When you succeed on a small task as you start your day, and over and over, it invites positive feedback, whether from receiving and appreciating praise or affirmations from self, others or our environment – a boost of can-do, if anything, on a hard day.

Exercised enough, the appetite for momentum grows, and our disposition changes completely. In a chaotic world of uncertainty, where things may not always make sense, the internalization of security, control and confidence ensures us that no matter how out-of-control things may seem, enables us to stay calm and drive on knowing we at least in control of ourselves, and can handle anything that might come our way.

Approaching a daily task with a positive attitude is harder for some, but many agree that one factor as minor as “getting up on the right side of the bed” can make or break your success on any given day.

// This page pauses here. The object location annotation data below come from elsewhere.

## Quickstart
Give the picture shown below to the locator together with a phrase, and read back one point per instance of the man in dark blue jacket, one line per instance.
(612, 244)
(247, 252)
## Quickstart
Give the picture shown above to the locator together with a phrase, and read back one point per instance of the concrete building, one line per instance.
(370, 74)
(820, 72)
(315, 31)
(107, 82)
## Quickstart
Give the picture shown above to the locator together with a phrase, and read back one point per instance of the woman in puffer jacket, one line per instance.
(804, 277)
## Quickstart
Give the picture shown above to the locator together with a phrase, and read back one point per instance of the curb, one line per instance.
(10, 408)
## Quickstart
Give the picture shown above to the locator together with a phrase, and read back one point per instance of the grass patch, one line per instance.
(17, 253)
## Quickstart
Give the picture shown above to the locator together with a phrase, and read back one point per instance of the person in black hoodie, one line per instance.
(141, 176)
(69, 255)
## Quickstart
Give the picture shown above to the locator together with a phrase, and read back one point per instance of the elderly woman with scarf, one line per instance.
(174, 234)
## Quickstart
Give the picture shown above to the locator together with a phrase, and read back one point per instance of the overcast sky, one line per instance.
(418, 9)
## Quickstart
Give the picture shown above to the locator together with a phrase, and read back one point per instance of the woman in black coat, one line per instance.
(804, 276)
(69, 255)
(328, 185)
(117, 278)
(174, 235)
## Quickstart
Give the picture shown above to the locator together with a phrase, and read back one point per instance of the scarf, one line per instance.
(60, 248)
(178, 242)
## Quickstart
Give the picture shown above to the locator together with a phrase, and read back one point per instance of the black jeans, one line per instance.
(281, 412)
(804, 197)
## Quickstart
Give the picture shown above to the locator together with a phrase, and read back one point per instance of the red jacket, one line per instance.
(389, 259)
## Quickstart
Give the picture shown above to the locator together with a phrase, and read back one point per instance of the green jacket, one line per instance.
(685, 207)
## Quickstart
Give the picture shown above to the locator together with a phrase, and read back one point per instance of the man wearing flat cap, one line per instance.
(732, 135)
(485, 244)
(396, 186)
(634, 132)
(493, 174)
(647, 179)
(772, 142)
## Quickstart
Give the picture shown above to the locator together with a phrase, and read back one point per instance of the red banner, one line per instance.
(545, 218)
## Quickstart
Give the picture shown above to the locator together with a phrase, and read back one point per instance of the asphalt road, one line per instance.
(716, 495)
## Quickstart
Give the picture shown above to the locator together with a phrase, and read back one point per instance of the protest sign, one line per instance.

I’d say any good habit will do, but the one’s that are meditative in nature work the best. “Wax on, wax off.”

Since I tossed the army boots, I hardly adopted any new routines, but as I catch up in life and have started to do the things I’ve always wanted to, it seems like self-discipline, whether a cup of water and vitamins, or a hard morning run followed by a dip in the pool or lake (the colder the better) gives way to some pretty amazing results.

Sometimes, it doesn’t seem realistic to do that every day. For now, a quiet stretch or cup of water will have to do. This has become my keystone habit.

What does it for you?

Gratitude

The world is such a beautiful place, and people are such amazing and complex creatures. Though I can come up with a hundred complaints, or excuses not to live to the fullest, I know better.

As short as my time has been here on earth, and as tumultuous as it life can be, I’m grateful to have been able to experience it the way I have, with challenges to overcome, the curiosity to ask others “Why?” and the courage to ask myself “Why not?”

I’m especially grateful to have been born able to learn, to see the many opportunities and adventures available wherever I put forth effort to make them happen.

I am thankful for the ability to face reality head on, to accept who I am, without addiction, escape or false security.